Ambos expresaron que han aprendido y que sus vidas cambiaran para bien. El primer reo confesó que está buscando a Dios para servirle y agradarle desde el mismo momento que empezó a sufrir las consecuencias de sus actos. El segundo, en cambio, testificó prudentemente que no quería hacer promesas. Dijo haber visto a varios presos prometer acercarse a Dios y no cumplir; él no quería hacer lo mismo.
Espero seguir hablando con estos presos, y también con otros presos más.
Escribo estos testimonios para que veamos que estos dos presos no “son” delincuentes propiamente dicho. Ellos no salieron de sus casas diciendo hoy voy matar a alguien sí o sí. Ellos ni siquiera imaginaban lo que iba a acontecerles.
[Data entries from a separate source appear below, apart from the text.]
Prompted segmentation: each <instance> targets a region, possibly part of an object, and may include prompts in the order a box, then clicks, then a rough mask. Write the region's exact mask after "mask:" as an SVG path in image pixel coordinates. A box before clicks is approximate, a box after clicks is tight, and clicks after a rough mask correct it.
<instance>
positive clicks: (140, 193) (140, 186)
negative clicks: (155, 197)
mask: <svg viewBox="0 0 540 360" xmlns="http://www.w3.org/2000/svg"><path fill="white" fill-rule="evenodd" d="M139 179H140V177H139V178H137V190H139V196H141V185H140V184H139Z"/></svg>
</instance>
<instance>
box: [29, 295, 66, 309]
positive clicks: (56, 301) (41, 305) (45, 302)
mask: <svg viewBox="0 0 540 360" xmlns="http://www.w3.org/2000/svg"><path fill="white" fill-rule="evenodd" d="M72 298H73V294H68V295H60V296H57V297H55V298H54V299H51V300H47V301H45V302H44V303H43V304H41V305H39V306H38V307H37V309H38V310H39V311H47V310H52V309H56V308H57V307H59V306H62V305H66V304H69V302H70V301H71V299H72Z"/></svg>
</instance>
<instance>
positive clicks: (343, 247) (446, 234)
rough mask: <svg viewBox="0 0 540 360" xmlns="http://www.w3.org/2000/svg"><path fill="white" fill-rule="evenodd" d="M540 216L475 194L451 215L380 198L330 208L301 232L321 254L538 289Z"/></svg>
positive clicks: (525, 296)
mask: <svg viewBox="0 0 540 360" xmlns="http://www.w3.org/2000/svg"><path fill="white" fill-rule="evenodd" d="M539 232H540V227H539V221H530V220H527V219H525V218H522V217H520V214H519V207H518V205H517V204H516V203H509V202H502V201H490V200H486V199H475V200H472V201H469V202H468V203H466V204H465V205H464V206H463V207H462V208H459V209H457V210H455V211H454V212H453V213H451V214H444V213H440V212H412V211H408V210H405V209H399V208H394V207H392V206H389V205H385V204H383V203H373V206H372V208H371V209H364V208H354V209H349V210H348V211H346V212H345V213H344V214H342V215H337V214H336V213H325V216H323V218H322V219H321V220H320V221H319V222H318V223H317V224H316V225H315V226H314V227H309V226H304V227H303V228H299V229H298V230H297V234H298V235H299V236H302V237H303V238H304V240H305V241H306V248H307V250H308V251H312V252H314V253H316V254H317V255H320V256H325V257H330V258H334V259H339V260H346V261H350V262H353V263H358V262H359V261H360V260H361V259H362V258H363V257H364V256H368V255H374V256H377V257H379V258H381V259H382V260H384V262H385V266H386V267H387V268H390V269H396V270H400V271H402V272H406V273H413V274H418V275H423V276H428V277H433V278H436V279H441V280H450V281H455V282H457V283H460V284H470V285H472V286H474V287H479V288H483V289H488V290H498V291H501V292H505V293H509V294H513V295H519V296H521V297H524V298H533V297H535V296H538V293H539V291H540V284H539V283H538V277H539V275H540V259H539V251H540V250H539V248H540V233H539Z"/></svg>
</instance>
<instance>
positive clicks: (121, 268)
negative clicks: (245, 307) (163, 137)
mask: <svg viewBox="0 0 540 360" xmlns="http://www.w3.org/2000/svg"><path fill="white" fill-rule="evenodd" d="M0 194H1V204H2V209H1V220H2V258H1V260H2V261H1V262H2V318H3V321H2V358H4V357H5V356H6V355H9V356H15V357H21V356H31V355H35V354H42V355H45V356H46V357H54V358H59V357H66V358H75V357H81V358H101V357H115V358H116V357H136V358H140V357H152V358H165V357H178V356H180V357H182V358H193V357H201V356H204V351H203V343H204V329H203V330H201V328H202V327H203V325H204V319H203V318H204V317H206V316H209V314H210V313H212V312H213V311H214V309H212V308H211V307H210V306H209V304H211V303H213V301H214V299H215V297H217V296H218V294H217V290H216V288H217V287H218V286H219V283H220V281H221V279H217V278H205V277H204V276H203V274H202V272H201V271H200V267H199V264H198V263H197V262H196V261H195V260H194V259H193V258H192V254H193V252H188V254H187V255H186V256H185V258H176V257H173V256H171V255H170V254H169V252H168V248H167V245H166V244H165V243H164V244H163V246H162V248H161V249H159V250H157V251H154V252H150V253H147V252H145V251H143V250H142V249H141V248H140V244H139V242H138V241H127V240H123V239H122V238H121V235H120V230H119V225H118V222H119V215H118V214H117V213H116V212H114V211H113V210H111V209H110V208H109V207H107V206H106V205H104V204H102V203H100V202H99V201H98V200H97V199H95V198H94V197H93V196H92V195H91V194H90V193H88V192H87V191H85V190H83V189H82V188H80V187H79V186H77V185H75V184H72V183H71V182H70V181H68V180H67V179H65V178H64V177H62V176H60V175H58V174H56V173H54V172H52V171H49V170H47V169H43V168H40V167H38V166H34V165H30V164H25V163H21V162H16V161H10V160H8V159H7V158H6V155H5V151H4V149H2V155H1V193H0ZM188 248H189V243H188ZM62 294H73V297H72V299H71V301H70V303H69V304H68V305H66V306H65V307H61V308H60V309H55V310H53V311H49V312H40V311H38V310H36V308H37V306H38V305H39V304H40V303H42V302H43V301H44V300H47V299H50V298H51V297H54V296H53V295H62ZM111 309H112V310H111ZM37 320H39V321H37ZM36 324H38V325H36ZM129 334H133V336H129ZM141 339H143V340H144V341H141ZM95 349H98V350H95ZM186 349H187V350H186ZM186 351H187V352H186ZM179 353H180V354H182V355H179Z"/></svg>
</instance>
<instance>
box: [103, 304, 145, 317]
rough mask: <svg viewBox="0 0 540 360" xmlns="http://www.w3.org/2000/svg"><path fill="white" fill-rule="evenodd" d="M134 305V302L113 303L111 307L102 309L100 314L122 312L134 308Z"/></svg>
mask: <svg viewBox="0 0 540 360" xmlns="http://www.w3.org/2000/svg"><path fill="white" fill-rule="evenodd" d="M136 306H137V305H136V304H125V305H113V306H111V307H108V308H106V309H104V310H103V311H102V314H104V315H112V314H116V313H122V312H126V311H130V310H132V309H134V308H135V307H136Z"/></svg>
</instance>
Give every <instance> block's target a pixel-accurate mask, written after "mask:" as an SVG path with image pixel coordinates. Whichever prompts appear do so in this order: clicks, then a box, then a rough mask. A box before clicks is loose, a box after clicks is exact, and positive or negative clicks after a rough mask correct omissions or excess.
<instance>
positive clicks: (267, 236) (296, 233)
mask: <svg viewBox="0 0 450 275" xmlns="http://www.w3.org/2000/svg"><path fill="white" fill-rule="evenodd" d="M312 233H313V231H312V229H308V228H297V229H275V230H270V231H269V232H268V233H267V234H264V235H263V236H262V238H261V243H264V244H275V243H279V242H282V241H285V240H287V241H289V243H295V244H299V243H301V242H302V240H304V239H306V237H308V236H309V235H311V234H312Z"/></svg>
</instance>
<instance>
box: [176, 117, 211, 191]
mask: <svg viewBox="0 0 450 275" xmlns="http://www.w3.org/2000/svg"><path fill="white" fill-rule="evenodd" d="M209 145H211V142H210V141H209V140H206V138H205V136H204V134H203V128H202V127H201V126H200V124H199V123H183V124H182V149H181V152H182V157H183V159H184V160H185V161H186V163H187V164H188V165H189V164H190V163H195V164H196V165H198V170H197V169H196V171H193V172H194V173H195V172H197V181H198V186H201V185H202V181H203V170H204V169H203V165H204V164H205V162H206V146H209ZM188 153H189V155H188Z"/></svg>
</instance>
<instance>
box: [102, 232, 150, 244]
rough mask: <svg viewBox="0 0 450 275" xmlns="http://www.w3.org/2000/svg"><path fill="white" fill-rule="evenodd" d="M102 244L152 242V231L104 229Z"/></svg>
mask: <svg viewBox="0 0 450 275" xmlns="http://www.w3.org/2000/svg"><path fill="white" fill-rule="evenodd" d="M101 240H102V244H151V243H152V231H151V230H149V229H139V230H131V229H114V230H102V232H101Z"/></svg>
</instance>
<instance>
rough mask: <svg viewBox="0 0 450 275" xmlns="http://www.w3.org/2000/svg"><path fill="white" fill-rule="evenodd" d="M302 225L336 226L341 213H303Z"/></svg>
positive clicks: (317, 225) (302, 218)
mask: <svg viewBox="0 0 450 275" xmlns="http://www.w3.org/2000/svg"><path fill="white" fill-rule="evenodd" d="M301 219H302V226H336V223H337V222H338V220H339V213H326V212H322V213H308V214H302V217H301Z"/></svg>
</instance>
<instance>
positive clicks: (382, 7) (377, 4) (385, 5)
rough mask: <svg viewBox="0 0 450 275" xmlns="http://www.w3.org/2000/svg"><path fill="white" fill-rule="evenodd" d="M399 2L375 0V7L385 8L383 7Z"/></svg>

Sin embargo, los dos reos sí podían haber evitado beber licor y embriagarse. Ambos reconocieron que el alcohol nubló sus ojos y sus mentes, y atrofió sus facultades para no actuar como les correspondía.
El licor estimuló el miedo, en el primer caso, y no le permitió maniobrar adecuadamente para evitar el choque, y lo hizo huir -evitando que socorriese a los heridos-, lo cual habría sido lo correcto en esa situación.
El licor nubló sus ojos, en el segundo caso, y acrecentó la furia del hoy reo contra el otro conductor, al que golpeó y golpeó contundentemente, hasta matarlo.
La Biblia tiene razón cuando nos exhorta a no detenernos en las bebidas alcohólicas. La embriaguez y la borrachera no tienen que ser parte de nuestras vidas. Necesitamos evitar el licor. No es bueno que los hombres y mujeres se acostumbren a ella.
Consideremos este texto:
“¿Para quién será el ay? ¿Para quién el dolor? ¿Para quién las rencillas? ¿Para quién las quejas? ¿Para quién las heridas en balde? ¿Para quién lo amoratado de los ojos?
Para los que se detienen mucho en el vino, Para los que van buscando la mistura.
No mires al vino cuando rojea, Cuando resplandece su color en la copa. Se entra suavemente;
Mas al fin como serpiente morderá, Y como áspid dará dolor.
Tus ojos mirarán cosas extrañas, Y tu corazón hablará perversidades.
Serás como el que yace en medio del mar, O como el que está en la punta de un mastelero.
Y dirás: Me hirieron, mas no me dolió; Me azotaron, mas no lo sentí; Cuando despertare, aún lo volveré a buscar.” (PROVERBIOS 23:29-35)
También este otro:
“El vino es escarnecedor, la sidra alborotadora, Y cualquiera que por ellos yerra no es sabio.” (Proverbios 20:1).
Los dos reos de mi crónica están en donde están por haberse detenido en el licor, por haberse emborrachado. Son responsables de lo que ocurrió y están pagando las consecuencias de su yerro, de su craso error.
La prisión es buen sitio para que estos dos reos, y también los otros, reflexionen y se encuentren con Jesucristo y lo sigan. Ese es el mensaje que les llevamos y el que les dará verdadera libertad aun desde la misma prisión. Espero en que reciban las buenas nuevas de salvación y que sus vidas sean hechas nuevas. Amén.